What’s civet in Norwegian?
Words about words
M. MICHAEL BRADY
Around the world, the everyday vernacular has acquired words to describe the diseases of the ongoing pandemic. The pandemic is one of three sorts of disease caused by human coronaviruses, so named for the crown-like spikes on their surfaces and first identified in the mid-1960s. Hence, the descriptive words are mostly new. The diseases come from animals, so the new words are those of the lingo of zoonosis, the study of diseases of animals communicable to humans.
English and Norwegian share a common heritage as Germanic languages, so most of the new words are of Old Norse or Latin heritage. But the English word civet is an exception. It’s a relatively recent addition to English, first mentioned in 1532 in the “Calendar of State Papers” of the reign of King Henry VIII. The mention is brief, just that a “beast called a civet” was among the New Year’s gifts to the king.
A civet is a carnivorous quadruped of the central African species Viverra civetta, a member of the Viverridae family of small to medium-sized mammals known for the musky scent they produce.

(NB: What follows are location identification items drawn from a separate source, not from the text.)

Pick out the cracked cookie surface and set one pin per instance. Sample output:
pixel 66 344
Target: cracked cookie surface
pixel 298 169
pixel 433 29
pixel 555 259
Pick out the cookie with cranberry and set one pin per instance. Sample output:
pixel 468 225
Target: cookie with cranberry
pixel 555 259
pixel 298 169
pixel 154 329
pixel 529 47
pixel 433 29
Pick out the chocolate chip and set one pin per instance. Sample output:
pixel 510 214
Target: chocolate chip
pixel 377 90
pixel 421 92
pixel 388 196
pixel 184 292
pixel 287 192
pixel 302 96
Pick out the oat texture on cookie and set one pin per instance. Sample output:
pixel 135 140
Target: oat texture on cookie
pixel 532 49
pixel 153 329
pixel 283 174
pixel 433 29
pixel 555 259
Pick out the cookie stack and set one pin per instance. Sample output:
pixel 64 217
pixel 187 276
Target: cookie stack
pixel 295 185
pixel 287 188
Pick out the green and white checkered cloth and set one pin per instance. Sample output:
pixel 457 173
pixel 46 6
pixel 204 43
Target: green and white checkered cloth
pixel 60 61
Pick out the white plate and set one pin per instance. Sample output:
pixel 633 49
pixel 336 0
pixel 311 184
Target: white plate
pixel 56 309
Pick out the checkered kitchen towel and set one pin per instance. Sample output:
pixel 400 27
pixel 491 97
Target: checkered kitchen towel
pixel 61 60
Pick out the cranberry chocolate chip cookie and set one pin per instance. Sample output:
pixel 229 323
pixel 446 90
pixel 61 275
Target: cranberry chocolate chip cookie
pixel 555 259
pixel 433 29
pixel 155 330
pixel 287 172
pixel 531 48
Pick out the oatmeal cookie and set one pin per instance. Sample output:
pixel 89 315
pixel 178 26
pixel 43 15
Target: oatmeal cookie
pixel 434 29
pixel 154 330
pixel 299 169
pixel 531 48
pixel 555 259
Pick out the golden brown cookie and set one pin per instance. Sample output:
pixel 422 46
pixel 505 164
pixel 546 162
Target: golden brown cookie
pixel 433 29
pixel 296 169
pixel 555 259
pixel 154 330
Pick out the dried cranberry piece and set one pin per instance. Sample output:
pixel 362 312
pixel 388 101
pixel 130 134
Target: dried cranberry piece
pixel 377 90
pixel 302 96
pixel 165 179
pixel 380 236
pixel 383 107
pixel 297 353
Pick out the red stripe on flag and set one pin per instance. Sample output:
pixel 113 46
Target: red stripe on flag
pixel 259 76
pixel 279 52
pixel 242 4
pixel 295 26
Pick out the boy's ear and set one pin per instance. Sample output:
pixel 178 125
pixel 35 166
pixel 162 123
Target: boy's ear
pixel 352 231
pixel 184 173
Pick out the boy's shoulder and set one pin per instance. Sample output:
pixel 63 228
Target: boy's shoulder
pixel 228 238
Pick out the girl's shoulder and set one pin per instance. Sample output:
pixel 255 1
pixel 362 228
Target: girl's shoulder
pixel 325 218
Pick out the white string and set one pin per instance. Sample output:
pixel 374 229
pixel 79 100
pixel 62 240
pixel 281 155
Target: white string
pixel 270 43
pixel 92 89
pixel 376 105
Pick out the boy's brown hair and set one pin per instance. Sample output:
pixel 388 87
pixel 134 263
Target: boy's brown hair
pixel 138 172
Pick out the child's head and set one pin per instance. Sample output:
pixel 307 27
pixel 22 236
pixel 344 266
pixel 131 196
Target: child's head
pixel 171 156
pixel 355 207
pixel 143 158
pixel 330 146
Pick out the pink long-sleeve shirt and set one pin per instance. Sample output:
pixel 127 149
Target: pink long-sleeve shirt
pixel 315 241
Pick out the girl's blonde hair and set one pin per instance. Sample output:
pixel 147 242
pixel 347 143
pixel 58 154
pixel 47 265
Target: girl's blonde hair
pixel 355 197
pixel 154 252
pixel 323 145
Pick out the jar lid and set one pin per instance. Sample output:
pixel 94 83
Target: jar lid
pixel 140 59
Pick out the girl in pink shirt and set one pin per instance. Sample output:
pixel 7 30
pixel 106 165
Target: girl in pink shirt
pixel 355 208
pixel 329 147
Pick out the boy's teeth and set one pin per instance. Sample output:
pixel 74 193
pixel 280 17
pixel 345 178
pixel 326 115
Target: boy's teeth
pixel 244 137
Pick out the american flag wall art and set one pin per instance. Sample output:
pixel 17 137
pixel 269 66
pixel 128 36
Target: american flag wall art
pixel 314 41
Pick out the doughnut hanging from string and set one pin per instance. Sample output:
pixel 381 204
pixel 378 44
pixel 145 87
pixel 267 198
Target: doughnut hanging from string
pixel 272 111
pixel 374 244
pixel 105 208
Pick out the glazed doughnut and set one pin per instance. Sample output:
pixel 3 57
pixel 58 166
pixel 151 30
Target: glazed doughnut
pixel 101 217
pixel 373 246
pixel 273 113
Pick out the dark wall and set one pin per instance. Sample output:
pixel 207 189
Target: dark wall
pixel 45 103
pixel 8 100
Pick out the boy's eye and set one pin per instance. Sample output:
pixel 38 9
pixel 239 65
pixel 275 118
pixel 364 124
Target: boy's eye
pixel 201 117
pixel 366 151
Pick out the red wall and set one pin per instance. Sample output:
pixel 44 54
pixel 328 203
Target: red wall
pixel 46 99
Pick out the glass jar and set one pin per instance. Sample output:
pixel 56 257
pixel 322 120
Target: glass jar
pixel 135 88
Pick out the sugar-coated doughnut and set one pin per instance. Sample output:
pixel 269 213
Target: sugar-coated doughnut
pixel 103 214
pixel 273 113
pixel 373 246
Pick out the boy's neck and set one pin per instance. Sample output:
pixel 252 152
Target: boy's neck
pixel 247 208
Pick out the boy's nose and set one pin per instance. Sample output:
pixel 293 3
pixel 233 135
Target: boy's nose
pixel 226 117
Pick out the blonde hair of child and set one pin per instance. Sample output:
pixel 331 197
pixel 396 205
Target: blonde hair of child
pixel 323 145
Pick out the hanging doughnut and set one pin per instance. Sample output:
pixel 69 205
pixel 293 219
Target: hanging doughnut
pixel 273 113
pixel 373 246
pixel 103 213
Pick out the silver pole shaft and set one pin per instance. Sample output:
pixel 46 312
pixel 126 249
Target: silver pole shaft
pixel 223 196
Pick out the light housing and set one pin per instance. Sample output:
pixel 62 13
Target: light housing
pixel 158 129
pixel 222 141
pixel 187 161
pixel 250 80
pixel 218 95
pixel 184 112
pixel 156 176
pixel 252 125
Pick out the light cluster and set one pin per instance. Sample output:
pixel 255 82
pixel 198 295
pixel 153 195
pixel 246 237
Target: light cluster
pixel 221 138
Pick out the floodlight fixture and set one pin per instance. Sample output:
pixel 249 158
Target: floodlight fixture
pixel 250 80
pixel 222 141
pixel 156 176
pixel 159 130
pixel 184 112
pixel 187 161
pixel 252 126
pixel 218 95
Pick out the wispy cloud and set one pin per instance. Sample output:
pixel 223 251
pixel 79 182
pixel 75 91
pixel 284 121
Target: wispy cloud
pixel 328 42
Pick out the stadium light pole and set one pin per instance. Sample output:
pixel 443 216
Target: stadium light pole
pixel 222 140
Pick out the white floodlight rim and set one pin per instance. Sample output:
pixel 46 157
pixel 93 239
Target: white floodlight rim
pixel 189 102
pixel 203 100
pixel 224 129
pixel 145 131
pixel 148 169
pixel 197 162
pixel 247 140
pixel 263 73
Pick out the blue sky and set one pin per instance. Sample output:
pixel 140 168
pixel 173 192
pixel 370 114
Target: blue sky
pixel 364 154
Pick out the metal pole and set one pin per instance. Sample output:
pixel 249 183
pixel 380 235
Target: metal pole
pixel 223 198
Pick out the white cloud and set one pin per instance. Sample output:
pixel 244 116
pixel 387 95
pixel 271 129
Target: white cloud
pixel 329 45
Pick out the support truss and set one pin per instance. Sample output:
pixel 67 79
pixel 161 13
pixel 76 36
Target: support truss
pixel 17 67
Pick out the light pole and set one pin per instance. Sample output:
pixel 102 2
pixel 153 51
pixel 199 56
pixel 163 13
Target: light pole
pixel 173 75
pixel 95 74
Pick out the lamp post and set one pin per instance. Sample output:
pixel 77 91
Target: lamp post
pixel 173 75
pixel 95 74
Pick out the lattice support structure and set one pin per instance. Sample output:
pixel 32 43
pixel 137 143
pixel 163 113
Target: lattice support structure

It was the intermediate host that carried the SARS-CoV virus from bats to humans, the cause of the Severe Acute Respiratory Syndrome (SARS) disease of 2002-2004.
The camel is the intermediate host that carries the MERS-CoV virus from bats to humans, the cause of the Middle East Respiratory Syndrome (MERS) disease first identified in 2012. It still exists, because people and camels still interact.
The intermediate host that carries the COVID-19 virus from bats to humans, the cause of the ongoing pandemic, was first recognized in 2019-2020 and has yet to be identified.
The word civet is not in any contemporary bilingual Norwegian-English dictionary. That lack is overcome via Latin. In Norwegian, the Viverridae family is known as snikekattfamilien, literally, “the stink cat family.” So in Norwegian, a civet is a snikekatt.